The flavoring is where soda brands guard their secrets most closely. What appears on the label as “natural flavors” has a specific legal definition: it must be derived from plant material, spices, fruit, herbs, bark, roots, or similar natural sources whose primary purpose is flavoring rather than nutrition. That covers a huge range of botanical extracts and essential oils.

Cola flavor, for instance, is far more complex than most people realize. The blend typically includes oils of orange, lemon, and lime, along with warm spices like cinnamon, coriander, and nutmeg. Vanilla is a common finishing note, and neroli oil, extracted from bitter orange blossoms, adds a floral layer. Kola nut extract, the ingredient that originally gave cola its name, provided a mild bitterness and a small amount of natural caffeine in early recipes, though modern formulations rely more heavily on synthetic caffeine.

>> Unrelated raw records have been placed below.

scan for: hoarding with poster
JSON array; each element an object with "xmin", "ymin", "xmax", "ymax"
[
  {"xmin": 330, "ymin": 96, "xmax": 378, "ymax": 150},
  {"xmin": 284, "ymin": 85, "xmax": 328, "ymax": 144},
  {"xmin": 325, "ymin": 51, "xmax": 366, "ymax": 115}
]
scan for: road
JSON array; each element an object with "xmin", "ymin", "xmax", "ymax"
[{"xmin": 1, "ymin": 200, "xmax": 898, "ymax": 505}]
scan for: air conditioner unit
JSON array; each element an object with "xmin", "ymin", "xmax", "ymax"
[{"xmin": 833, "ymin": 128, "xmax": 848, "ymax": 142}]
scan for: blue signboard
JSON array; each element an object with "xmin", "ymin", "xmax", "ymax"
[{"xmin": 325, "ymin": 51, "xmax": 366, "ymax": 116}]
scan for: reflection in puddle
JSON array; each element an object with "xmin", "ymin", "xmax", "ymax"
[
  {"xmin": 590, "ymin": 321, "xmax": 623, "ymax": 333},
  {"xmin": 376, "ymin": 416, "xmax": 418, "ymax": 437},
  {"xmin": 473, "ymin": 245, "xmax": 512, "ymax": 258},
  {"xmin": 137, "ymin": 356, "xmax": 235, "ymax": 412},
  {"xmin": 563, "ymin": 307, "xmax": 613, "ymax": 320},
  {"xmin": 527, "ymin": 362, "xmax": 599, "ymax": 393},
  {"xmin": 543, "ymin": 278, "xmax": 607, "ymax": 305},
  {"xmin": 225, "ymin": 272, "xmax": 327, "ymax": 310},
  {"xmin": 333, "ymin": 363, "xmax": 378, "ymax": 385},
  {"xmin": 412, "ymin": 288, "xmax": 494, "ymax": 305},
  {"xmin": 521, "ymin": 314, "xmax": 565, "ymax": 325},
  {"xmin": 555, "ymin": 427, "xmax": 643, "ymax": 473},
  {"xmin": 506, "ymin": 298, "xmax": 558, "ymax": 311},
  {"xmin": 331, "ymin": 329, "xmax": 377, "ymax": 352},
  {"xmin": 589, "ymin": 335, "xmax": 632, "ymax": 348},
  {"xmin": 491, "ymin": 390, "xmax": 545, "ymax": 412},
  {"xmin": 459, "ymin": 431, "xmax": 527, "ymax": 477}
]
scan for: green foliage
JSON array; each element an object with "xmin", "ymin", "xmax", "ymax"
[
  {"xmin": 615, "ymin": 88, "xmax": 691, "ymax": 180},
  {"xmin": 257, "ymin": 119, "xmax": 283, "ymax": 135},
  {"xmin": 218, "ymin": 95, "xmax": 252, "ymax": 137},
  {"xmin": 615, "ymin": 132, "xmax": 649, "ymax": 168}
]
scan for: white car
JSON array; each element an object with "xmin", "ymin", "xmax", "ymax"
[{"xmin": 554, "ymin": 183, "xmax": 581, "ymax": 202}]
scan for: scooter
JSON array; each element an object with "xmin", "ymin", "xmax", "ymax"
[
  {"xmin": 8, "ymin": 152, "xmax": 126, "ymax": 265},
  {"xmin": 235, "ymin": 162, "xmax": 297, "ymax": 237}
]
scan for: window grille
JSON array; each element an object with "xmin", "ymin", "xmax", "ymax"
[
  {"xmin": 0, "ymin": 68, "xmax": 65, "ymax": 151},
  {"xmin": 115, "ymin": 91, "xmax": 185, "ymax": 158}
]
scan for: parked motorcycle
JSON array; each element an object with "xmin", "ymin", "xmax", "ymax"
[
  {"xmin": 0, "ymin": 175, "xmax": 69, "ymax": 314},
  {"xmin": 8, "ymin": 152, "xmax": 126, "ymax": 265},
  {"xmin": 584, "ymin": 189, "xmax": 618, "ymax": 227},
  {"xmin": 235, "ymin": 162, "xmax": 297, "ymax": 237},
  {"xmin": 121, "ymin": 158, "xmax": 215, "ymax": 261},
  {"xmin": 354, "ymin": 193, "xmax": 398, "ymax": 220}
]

Citrus sodas keep things simpler, leaning on lemon and lime oils. Root beer draws from sassafras-adjacent flavors, wintergreen, and vanilla. Grape, orange, and other fruit sodas use combinations of natural and artificial fruit extracts depending on the brand.

Caramel Color

That dark brown color in cola isn’t from the spices or sugar. It comes from caramel coloring, one of the most widely used food color additives by volume. There are four classes of caramel color (I through IV), and colas typically use Class III or Class IV. These are made by heating sugar compounds with specific reactants under controlled conditions. Class I and Class II caramel coloring are simpler and made without those reactants.

Class III and IV caramel coloring can contain trace amounts of a byproduct called 4-MEI (4-methylimidazole), which has drawn some safety scrutiny. The FDA has reviewed the data and has not set a formal limit on 4-MEI in food, though it continues to evaluate the evidence. Clear sodas like Sprite or Sierra Mist skip caramel color entirely.

Preservatives

Most sodas contain sodium benzoate or potassium benzoate to prevent mold and yeast growth. These preservatives work well in acidic environments, which is why they’re a natural fit for soft drinks.

One thing worth knowing: when benzoate preservatives are combined with ascorbic acid (vitamin C), benzene can form at very low levels, measured in parts per billion. Heat and light exposure accelerate this reaction. Most sodas don’t contain both ingredients, but some citrus-flavored varieties do. The FDA has tested beverages and found the vast majority fall well within safe limits for benzene, and manufacturers have reformulated products that showed higher levels.

Caffeine

Not all sodas contain caffeine, but it’s a defining ingredient in colas and pepper-style drinks. An 8-ounce serving of cola contains about 33 milligrams of caffeine. Scaled up to a standard 12-ounce can, that’s roughly 50 milligrams, or about half the amount in a typical cup of coffee. Most citrus sodas and root beers contain zero caffeine, though a few caffeinated citrus brands deliver around 36 milligrams per 8 ounces.

Caffeine serves a dual purpose: it acts as a mild stimulant and also contributes a subtle bitterness that balances the sweetness.

Carbonation Itself

Carbon dioxide does more than create bubbles. When CO2 dissolves in water, it forms a small amount of carbonic acid, which slightly lowers the pH and adds a faint acidic bite. That tingling sensation on your tongue isn’t just from the bubbles popping. It’s partly a chemical reaction: your taste receptors respond to the carbonic acid. This is why flat soda tastes noticeably sweeter and less sharp than freshly opened soda, even though the sugar content hasn’t changed.

Putting It All Together

Every soda starts the same way. Purified water gets mixed with a concentrated syrup containing the sweetener, acid, flavoring, color, and preservative. This mixture is then carbonated, sealed under pressure, and packaged. The ratio is typically about one part syrup to five parts carbonated water, though the exact ratio varies by brand. Fountain soda at restaurants works on the same principle: syrup and carbonated water meet at the nozzle and mix as they pour into your cup, which is why fountain drinks can taste slightly different from their canned counterparts if the ratio is off.